Já no quarto, Catarina acomoda-se sobre o colchão e observa com pesar as gavetas movidas e vazias de seu móvel de cabeceira. Poderia deitar e chorar pelo resto do dia, mas havia deixado de ser assim. Algo se modificara dentro dela, não choraria mais por aqueles que eram incapazes de enxergá-la.

Corajosa, ergue-se e afasta com alguma dificuldade o pequeno e tolo criado-mudo que não soubera guardar seu segredo. Tendo a parede disponível diante de suas revolucionárias pretensões, retira o lápis da bolsa e escreve seu nome sobre a superfície limpinha, com uma letra bem escura e grande.
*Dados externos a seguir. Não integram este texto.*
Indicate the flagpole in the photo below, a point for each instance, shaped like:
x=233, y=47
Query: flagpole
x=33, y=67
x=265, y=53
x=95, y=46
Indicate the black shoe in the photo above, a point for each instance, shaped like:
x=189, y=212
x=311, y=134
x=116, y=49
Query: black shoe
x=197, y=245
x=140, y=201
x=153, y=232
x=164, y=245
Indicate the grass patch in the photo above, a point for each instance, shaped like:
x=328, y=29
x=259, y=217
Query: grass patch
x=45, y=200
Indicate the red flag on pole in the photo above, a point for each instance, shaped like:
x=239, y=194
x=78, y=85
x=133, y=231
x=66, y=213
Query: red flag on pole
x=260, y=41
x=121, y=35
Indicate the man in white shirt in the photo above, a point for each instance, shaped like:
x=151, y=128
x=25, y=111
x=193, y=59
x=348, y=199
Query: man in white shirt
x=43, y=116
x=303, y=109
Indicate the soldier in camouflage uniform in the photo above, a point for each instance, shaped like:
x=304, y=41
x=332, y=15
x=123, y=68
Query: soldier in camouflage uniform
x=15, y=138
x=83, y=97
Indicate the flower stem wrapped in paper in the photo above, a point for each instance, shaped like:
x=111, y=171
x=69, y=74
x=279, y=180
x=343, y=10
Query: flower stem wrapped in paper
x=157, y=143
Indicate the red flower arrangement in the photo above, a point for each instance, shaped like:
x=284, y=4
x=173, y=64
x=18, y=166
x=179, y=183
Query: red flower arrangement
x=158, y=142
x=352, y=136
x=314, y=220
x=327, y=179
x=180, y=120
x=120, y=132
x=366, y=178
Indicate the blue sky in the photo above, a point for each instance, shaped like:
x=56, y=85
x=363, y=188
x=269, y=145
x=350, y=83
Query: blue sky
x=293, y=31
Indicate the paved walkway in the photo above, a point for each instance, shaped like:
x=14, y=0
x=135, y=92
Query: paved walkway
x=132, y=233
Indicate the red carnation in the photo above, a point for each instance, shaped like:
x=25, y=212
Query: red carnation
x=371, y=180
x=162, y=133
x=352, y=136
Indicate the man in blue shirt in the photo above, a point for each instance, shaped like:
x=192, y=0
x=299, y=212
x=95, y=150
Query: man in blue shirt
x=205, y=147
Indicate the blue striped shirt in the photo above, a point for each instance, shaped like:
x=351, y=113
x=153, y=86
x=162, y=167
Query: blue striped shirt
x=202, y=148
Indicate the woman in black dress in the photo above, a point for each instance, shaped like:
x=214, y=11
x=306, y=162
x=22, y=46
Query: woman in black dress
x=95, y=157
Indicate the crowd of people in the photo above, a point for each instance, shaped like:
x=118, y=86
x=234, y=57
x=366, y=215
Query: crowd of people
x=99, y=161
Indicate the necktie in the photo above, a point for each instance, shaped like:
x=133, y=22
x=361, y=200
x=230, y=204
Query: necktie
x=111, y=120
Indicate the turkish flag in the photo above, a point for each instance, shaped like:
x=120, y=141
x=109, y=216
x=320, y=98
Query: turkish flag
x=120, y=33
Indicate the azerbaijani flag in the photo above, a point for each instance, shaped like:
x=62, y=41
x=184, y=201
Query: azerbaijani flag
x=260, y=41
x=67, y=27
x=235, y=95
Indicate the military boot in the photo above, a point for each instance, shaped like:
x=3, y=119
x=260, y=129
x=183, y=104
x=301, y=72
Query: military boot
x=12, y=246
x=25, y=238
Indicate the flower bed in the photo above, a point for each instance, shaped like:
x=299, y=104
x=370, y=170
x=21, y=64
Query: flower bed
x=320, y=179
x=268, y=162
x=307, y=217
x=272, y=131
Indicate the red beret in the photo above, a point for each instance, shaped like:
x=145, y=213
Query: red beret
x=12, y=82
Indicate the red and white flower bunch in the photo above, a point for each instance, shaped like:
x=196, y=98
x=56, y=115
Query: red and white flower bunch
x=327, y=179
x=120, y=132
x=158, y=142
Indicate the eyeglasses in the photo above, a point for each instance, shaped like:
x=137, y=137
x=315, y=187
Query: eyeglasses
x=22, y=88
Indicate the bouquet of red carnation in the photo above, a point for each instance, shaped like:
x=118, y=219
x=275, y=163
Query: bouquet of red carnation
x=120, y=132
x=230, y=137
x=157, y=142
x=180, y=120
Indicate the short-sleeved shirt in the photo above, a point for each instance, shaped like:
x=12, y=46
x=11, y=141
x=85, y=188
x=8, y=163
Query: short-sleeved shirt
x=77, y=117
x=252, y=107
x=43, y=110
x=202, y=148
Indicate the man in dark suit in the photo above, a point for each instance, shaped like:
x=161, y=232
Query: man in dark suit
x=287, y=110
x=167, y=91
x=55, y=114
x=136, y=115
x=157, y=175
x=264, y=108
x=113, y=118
― Ai, se uma delas me pega! ― diz Catarina com um riso, antes de devolver o móvel à sua posição original, a fim de camuflar seu mais recente delito ― Acho que virei uma criminosa. Ao menos meu nome, a mais importante de todas as palavras, ninguém conseguirá arrancar de mim. E, quando eu terminar o curso, vou pegar aquelas cartas de volta. Quero só ver a polícia levar presa uma mulher de setenta anos que sabe ler e escrever!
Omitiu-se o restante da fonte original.